Quella “tempesta di coaguli” che investe i malati di Covid
Il Covid-19, nei casi più gravi, può causare una “tempesta di coaguli” (trombosi) nel sangue dei coloro i quali si ammalano gravemente, dando origine ad altre complicazioni che vanno dalle eruzioni cutanee all’ostruzione di cateteri fino alla morte improvvisa.
L’albumina è determinante
Quando accadono queste situazioni, però, è stata riscontrata una bassa quantità di albumina nel sangue dei pazienti positivi al virus che è direttamente correlata alle complicazioni trombotiche. È questo il risultato di un lavoro coordinato dal Prof. Francesco Violi, direttore della I Clinica Medica del Policlinico “Umberto I” di Roma e del suo team di ricercatori che sarà pubblicato quest’oggi sulla prestigiosa rivista scientifica americana Circulation Research. Come si legge sull’agenzia Agi, questa relazione è stata confermata quando l’albumina nel sangue è inferiore al livello 35g/L, aumentando di conseguenza il rischio di trombosi arteriosa e venosa.
I risultati della ricerca
Lo studio è stato condotto su 73 pazienti ricoverati presso i reparti di Malattie infettive e di Terapia intensiva del Policlinico Umberto I ed è stato dimostrato che i pazienti Covid-19 più gravi o quelli che andavano incontro a complicanze trombotiche, avevano valori di albumina più bassi, appunto, di 35g/L.
Cos’è l’albumina
L’albumina è un’importante proteina del sangue che svolge una potente attività antinfiammatoria riuscendo a contrastare gli effetti dello stress ossidativo nel nostro organismo. Infatti, quando c’è una riduzione dei livelli di albumina plasmatica, le cellule producono elevate quantità di radicali di ossigeno portando ad una attivazione incontrollata delle cellule fino alla loro morte. “Il nostro lavoro – spiega il Prof. Francesco Violi – oltre a dare un’interpretazione, fin’ora non chiarita, del rischio trombotico dei pazienti Covid-19, apre la strada ad un’identificazione precoce dei soggetti ad alto rischio ed a nuove prospettive terapeutiche per ridurne le trombosi”.

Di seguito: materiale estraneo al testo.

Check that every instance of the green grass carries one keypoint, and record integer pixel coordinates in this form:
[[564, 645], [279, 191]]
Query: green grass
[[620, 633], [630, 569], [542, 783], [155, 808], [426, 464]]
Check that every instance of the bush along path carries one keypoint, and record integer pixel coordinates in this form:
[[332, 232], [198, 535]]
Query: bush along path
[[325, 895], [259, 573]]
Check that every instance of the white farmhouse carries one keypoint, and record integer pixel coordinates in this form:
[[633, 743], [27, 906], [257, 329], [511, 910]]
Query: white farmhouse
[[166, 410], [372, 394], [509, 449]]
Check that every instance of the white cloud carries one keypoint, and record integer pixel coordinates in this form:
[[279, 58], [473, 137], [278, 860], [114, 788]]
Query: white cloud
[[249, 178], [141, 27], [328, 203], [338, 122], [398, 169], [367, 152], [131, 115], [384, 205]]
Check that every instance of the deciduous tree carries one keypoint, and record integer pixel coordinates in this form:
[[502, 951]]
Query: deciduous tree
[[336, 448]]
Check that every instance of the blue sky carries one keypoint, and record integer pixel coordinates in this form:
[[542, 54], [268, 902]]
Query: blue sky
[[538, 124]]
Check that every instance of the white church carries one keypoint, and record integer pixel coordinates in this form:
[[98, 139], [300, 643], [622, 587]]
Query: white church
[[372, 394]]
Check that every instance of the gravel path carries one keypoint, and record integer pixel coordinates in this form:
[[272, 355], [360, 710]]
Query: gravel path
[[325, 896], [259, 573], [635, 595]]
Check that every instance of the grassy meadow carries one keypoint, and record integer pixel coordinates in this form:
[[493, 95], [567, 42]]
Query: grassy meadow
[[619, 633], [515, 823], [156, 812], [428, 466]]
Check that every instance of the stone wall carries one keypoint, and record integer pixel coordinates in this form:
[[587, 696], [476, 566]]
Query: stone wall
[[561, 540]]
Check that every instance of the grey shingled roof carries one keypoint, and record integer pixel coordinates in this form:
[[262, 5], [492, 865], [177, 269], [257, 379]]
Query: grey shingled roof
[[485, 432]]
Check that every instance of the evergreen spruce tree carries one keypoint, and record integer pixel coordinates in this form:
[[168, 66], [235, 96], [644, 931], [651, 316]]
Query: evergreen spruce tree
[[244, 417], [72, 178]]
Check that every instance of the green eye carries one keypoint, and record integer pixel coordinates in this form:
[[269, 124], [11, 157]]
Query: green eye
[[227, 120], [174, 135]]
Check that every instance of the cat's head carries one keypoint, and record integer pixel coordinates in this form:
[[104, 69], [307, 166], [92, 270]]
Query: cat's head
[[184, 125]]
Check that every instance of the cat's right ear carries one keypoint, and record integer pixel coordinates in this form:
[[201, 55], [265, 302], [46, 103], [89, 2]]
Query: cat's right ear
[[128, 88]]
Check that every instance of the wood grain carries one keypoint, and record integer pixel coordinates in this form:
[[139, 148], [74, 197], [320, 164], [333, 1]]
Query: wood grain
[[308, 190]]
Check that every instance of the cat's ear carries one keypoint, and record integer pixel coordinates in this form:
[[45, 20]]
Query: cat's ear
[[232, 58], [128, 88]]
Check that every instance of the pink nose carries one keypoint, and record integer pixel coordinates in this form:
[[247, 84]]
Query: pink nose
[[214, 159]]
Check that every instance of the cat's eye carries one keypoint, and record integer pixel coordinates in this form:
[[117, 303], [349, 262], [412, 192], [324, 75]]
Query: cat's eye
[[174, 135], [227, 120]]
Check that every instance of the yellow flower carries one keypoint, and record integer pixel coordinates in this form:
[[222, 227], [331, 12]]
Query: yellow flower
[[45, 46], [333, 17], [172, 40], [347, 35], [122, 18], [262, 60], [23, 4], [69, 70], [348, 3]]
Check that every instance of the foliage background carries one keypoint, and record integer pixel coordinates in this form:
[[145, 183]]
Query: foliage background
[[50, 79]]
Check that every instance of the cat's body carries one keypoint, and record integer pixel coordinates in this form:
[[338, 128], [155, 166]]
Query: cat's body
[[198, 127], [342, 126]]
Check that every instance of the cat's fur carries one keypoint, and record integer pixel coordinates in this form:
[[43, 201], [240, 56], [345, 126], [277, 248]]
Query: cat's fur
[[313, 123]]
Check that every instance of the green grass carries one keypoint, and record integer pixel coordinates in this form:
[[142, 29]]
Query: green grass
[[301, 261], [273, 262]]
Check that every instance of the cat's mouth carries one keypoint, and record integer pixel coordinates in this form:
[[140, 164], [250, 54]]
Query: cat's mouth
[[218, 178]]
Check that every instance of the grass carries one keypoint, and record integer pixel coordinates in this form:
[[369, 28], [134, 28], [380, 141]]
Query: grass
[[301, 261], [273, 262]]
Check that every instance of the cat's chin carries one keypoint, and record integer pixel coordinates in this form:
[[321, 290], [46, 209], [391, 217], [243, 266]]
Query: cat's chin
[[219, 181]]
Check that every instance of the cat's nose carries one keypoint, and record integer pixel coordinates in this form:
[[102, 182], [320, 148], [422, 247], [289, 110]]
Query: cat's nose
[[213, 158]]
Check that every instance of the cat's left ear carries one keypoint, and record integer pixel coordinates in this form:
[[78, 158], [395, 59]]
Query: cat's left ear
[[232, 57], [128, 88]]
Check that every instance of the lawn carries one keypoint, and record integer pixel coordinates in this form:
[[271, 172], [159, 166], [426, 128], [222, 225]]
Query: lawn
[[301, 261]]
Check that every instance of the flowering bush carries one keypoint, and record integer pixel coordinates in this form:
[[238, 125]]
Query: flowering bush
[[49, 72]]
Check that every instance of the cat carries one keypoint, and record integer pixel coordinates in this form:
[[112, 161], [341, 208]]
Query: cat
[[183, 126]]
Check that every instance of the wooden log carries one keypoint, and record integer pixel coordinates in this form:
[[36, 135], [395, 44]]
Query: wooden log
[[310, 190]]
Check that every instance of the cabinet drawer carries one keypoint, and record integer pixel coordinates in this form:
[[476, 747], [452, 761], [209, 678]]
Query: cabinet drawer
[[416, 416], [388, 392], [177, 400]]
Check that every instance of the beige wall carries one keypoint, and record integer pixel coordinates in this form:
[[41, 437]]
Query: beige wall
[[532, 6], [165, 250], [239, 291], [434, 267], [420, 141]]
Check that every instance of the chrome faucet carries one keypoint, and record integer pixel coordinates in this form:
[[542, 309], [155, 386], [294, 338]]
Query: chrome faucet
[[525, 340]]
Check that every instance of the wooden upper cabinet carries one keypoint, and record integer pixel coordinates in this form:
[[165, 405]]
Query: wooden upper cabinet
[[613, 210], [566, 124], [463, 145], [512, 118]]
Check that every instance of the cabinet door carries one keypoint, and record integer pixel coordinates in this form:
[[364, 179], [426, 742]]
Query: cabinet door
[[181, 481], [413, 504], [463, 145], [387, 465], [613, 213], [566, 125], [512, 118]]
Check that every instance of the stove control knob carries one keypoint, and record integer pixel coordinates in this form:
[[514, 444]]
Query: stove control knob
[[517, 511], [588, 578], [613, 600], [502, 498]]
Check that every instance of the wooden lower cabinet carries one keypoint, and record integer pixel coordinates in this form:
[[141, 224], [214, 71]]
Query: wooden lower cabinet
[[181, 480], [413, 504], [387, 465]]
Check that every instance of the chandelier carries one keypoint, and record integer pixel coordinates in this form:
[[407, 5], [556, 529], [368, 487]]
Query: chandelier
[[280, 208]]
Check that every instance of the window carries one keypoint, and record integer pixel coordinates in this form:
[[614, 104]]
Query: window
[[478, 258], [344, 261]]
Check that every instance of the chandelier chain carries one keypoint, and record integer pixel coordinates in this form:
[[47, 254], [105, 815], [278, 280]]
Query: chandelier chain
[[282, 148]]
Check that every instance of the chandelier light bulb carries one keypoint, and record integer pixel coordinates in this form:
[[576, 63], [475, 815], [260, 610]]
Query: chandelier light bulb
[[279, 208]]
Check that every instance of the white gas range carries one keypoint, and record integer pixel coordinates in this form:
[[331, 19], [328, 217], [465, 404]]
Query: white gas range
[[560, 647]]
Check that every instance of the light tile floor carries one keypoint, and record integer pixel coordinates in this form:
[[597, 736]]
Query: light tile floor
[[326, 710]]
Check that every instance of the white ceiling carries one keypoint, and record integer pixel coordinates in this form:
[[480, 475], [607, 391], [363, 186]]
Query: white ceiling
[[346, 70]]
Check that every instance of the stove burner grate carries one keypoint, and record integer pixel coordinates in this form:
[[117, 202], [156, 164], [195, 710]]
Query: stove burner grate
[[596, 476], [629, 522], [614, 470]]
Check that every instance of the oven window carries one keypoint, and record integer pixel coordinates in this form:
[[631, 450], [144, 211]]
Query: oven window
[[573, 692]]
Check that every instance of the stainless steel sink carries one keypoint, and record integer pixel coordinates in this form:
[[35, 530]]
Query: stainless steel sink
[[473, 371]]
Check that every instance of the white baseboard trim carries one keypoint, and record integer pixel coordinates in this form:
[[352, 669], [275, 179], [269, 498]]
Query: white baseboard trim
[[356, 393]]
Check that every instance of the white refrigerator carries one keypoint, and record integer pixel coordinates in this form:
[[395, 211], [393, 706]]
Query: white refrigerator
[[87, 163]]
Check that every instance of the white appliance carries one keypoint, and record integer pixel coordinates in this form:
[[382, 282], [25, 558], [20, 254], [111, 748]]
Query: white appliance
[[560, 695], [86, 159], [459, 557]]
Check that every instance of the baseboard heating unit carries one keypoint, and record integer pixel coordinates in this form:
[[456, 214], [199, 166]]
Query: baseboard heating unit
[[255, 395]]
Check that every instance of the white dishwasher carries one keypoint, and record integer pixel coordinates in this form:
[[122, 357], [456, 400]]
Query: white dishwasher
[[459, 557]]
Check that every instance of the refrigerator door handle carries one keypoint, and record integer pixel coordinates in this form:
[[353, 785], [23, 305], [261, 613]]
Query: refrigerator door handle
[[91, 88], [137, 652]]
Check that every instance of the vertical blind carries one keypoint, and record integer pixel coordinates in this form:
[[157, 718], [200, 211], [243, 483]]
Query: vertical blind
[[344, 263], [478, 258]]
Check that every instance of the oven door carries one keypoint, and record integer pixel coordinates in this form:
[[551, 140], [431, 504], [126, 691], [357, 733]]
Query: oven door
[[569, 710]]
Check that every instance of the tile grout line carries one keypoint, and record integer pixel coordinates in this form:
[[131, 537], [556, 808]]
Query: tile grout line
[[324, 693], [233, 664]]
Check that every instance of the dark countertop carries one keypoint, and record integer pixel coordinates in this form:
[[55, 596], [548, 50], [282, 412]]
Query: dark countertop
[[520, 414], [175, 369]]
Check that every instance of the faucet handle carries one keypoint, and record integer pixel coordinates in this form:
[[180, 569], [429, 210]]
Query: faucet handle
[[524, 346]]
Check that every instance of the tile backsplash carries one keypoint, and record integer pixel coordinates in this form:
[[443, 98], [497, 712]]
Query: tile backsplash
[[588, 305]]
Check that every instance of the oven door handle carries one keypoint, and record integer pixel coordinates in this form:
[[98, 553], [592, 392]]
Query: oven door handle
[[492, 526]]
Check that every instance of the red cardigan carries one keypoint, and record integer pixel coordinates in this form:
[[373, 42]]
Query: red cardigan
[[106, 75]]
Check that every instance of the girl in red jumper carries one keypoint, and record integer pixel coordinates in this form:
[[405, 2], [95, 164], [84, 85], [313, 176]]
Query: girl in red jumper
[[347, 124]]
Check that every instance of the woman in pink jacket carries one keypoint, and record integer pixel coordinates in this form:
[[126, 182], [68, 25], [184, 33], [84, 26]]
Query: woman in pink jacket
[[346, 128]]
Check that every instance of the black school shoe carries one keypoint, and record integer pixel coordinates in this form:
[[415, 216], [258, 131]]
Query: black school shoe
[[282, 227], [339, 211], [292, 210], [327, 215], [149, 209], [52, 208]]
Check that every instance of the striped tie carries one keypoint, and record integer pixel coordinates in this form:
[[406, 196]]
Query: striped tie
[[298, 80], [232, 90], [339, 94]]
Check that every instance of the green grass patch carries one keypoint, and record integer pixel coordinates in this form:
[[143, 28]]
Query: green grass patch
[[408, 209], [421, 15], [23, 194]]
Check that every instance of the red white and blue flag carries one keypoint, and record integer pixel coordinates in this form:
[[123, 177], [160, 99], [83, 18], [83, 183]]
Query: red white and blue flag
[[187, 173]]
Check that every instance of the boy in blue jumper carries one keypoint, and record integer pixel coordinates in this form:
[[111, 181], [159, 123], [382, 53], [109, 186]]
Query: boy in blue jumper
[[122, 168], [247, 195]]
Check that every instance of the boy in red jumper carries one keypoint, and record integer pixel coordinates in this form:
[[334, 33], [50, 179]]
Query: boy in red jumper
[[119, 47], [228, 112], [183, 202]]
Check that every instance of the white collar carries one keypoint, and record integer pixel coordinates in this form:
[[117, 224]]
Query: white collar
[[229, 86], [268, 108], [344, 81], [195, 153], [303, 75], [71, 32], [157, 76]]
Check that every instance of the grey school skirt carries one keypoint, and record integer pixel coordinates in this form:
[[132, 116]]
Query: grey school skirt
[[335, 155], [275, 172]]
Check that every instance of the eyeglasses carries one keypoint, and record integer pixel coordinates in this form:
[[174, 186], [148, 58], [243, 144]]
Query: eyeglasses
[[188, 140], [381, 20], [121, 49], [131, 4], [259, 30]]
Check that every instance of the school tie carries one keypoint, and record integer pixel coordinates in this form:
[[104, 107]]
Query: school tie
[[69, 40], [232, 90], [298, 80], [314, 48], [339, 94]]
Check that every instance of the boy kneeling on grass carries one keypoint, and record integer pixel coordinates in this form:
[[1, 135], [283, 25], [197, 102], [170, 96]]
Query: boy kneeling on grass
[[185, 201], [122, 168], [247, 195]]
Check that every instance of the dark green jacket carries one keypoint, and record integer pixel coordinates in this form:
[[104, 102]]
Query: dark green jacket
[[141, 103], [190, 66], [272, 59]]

I trombi sono delle formazioni di grasso che ostruiscono arterie e vene e, come detto prima, nei casi più gravi le conseguenze possono essere anche letali. “Andare a vedere nei malati il livello di albumina fa emergere i soggetti più a rischio – sottolinea il professor Violi al Corriere – Bisogna valutare ora l’efficacia dell’aumento del livello di albumina in questi soggetti come arma terapeutica in più per prevenire e arginare i danni causati dal virus. Questa è una nuova chiave di lettura contro il Covid-19″.
Un’altra scoperta italiana
Accanto alla notizia fresca di quest’oggi sull’albumina, è di pochi giorni fa la notizia di un’altra scoperta, tutta italiana, fatta da ricercatori dell’Università di Milano-Bicocca. Come riportato dall’Agi, I ricercatori si sono concentrati su un marcatore chiamato ‘sFlt1’, prodotto quasi esclusivamente dalle cellule endoteliali che rivestono la superficie interna dei vasi e che hanno il compito di evitare l’innesco della coagulazione. I valori di ‘sFlt1’ ed, in particolare, il rapporto tra ‘sFlt1’ e ‘PlGF’ (un fattore di crescita per le cellule endoteliali), si innalzano fino a 5 volte durante il ricovero dei pazienti.
“Questo innalzamento avviene molto presto, nei giorni immediatamente successivi al ricovero” afferma Andrea Carrer, dirigente medico di Ematologia al San Gerardo. “Questa situazione non si verifica in altre condizioni patologiche, per esempio non avviene in pazienti affetti da polmonite Covid-19 negativi ed ha come unico precedente una malattia della gravidanza nota come ‘preeclampsia’ in cui l’elevato rapporto sFlt1/PlGF determina trombosi sia a livello della placenta che in altri organi”, osserva Valentina Giardini, dirigente medico ostetrico della Fondazione Mamma e Bambino, sempre situata all’interno del San Gerardo.
In questi casi, potrebbe essere molto importante l’uso precoce di farmaci anticoagulanti come l’eparina ed altri farmaci quali aspirina o sartanici, in grado di bloccare l’aumento di sFlt1.